Published: 20th December 2011

Authors: E. A. Boonstra, M. T. de Boer, E. Sieders, P. M. J. G. Peeters, K. P. de Jong, M. J. H. Slooff et al.


Bile duct injury is a serious complication following liver resection. Few studies have differentiated between leakage from small peripheral bile ducts and central bile duct injury (CBDI), defined as an injury leading to leakage or stenosis of the common bile duct, common hepatic duct, right or left hepatic duct. This study analysed the incidence, risk factors and consequences of CBDI in liver resection.


Patients undergoing liver resection between 1990 and 2007 were included in this study. Those having resection for bile duct‐related pathology or trauma, or after liver transplantation were excluded.
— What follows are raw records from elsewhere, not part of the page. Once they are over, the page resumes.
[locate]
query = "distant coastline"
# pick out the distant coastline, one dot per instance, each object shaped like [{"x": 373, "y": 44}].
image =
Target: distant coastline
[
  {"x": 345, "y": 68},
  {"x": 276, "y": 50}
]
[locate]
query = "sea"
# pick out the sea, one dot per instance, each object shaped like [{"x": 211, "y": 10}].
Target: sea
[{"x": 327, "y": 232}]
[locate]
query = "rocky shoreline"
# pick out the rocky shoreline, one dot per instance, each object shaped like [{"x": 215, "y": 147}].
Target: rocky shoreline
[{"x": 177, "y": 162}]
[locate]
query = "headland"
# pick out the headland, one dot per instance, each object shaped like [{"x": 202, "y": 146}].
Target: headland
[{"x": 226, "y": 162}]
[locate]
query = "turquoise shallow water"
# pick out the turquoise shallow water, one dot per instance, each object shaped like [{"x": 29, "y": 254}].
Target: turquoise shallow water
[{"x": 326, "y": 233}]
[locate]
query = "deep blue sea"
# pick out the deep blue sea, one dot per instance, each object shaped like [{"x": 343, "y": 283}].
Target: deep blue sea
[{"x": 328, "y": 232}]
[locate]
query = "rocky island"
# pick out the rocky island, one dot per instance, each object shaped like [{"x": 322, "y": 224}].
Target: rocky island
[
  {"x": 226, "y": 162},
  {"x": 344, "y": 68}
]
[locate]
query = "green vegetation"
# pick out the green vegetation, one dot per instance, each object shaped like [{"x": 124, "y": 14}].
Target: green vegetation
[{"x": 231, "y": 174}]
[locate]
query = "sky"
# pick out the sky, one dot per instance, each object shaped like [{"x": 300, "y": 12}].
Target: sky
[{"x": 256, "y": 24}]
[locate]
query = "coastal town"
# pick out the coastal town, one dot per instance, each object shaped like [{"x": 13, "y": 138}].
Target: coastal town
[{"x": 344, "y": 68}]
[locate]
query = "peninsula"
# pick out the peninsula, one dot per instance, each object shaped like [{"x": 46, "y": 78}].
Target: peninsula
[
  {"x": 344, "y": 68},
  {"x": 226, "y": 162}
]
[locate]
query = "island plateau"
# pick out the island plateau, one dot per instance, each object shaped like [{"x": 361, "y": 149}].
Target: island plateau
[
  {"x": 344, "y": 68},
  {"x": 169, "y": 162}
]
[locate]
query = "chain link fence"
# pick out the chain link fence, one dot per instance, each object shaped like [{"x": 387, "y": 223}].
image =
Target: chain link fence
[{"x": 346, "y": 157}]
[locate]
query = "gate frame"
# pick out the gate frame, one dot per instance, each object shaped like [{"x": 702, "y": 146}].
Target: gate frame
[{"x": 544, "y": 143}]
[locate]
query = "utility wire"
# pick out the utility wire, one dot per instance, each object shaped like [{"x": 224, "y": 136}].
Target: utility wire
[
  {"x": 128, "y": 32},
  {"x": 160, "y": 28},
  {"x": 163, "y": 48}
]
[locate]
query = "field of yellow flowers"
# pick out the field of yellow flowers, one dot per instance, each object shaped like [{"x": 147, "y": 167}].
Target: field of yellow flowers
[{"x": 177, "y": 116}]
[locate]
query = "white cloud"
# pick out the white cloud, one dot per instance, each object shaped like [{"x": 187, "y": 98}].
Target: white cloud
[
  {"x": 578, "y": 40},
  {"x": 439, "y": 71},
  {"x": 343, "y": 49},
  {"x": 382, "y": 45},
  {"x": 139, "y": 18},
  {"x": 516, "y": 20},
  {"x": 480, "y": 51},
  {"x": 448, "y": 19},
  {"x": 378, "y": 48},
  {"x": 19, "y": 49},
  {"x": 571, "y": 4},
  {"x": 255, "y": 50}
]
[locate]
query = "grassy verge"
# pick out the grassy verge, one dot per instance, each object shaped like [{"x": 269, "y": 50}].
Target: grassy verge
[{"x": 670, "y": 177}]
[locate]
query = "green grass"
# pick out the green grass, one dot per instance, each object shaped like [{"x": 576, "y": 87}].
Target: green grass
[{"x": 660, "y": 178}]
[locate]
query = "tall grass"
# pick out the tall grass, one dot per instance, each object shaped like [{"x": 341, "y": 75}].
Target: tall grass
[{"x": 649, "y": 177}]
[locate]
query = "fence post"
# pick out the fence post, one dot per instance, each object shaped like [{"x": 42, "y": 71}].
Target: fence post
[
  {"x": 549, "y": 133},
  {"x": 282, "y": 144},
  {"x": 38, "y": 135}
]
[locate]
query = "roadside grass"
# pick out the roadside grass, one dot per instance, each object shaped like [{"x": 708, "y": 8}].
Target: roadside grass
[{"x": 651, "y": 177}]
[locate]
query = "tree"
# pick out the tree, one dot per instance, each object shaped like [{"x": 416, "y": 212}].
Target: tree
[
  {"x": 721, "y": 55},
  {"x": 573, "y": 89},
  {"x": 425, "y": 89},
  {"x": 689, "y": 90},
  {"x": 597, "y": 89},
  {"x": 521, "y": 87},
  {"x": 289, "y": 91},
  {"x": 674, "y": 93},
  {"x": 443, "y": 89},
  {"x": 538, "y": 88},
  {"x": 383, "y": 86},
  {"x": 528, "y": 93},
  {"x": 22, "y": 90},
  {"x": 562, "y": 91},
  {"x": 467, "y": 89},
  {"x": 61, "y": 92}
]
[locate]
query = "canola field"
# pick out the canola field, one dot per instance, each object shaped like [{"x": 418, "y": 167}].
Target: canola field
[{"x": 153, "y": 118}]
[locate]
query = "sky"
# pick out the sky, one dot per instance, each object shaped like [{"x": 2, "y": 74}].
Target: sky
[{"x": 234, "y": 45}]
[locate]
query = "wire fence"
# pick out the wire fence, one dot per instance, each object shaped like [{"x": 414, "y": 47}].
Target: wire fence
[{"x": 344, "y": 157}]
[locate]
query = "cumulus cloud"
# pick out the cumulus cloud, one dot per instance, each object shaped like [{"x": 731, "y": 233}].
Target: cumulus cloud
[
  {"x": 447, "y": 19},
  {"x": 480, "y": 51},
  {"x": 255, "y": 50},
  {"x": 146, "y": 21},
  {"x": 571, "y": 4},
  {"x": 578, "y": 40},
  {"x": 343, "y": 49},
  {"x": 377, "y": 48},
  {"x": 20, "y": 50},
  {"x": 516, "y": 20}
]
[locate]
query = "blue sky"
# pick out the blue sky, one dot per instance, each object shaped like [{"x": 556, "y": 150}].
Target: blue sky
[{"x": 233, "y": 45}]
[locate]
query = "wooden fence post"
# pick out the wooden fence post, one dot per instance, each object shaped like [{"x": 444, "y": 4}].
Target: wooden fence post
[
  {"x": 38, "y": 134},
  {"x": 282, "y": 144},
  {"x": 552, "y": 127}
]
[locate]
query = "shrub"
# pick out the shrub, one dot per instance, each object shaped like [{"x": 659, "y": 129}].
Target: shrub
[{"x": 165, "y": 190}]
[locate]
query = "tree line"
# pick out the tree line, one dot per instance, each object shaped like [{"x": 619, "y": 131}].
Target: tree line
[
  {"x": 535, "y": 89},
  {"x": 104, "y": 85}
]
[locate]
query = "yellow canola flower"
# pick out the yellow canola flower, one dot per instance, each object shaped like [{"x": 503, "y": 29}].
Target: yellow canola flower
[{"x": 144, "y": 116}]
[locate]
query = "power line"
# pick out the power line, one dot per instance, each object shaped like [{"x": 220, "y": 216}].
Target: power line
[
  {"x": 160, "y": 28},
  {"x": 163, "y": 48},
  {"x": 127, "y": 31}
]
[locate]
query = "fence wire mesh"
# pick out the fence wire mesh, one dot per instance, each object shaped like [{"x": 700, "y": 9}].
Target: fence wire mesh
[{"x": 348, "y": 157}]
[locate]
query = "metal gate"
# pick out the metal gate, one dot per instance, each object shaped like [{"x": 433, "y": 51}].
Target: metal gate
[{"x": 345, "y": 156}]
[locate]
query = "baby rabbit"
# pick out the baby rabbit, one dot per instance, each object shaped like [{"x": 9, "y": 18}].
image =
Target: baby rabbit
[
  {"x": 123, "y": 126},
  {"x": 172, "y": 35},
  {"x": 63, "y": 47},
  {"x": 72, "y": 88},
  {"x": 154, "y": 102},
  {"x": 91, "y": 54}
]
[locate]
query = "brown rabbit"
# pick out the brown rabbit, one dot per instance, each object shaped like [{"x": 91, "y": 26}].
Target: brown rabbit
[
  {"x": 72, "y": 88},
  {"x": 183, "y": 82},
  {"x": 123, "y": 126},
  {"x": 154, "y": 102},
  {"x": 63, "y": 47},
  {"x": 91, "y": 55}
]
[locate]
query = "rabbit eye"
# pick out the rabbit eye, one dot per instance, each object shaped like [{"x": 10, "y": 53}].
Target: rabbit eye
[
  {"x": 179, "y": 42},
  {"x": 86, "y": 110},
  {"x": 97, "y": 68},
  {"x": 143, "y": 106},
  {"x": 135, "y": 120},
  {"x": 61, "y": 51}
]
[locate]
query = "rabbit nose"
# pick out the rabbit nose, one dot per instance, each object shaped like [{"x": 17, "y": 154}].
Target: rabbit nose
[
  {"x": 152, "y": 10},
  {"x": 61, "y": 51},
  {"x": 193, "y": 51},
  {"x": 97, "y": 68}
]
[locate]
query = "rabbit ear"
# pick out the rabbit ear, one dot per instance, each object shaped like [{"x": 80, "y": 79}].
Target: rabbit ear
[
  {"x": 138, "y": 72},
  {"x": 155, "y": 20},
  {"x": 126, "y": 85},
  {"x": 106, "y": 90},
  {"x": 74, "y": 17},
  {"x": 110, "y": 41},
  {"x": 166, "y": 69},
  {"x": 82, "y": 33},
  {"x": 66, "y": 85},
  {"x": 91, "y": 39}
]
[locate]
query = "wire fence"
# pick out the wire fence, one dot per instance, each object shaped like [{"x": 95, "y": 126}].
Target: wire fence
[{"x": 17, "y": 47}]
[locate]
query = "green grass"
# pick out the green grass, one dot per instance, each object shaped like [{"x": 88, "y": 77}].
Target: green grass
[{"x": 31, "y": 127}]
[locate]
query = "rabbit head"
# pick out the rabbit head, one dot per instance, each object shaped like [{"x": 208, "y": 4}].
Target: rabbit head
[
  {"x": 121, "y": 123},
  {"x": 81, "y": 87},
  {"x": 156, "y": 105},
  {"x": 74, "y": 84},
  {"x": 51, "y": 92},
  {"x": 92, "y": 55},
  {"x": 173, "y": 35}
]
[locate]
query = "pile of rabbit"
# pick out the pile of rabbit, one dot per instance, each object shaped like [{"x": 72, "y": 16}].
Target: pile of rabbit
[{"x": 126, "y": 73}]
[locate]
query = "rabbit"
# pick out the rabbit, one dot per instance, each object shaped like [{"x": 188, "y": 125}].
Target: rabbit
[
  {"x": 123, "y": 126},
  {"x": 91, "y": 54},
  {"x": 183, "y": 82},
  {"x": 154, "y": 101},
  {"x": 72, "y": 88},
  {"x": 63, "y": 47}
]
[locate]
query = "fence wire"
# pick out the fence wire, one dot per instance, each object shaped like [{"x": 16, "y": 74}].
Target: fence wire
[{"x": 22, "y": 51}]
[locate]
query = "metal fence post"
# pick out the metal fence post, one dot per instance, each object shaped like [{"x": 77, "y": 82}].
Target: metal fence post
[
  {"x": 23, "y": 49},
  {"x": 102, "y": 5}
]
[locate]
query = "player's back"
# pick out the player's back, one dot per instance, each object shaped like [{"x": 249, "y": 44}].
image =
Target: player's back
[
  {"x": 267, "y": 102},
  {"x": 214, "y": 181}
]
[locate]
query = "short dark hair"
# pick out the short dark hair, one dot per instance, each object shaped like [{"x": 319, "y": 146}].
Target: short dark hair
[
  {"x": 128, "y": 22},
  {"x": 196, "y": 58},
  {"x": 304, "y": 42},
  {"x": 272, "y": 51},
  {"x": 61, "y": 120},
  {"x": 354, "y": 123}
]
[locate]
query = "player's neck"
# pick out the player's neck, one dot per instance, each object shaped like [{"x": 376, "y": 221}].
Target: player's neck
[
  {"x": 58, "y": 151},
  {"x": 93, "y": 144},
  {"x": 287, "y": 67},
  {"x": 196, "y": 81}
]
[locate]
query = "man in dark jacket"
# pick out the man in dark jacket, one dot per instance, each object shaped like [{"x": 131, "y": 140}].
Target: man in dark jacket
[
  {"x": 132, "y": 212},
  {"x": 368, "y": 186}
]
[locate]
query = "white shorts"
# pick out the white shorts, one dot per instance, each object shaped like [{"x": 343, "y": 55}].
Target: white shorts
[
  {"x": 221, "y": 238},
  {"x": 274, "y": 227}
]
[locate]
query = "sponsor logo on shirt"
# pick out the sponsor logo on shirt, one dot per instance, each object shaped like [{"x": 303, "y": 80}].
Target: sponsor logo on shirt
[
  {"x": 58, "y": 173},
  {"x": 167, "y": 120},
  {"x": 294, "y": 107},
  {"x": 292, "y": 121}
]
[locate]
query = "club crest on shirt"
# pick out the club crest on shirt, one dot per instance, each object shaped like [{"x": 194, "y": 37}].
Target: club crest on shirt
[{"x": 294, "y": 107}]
Characteristics and outcome variables were collected prospectively and analysed retrospectively.


There were 19 instances of CBDI in 462 liver resections (4·1 per cent). One‐third of patients with CBDI required surgical reintervention and construction of a hepaticojejunostomy. Resection type (P < 0·001), previous liver resection (P = 0·039) and intraoperative blood loss (P = 0·002) were associated with an increased risk of CBDI. Of all resection types, extended left hemihepatectomy was associated with the highest incidence of CBDI (2 of 9 procedures).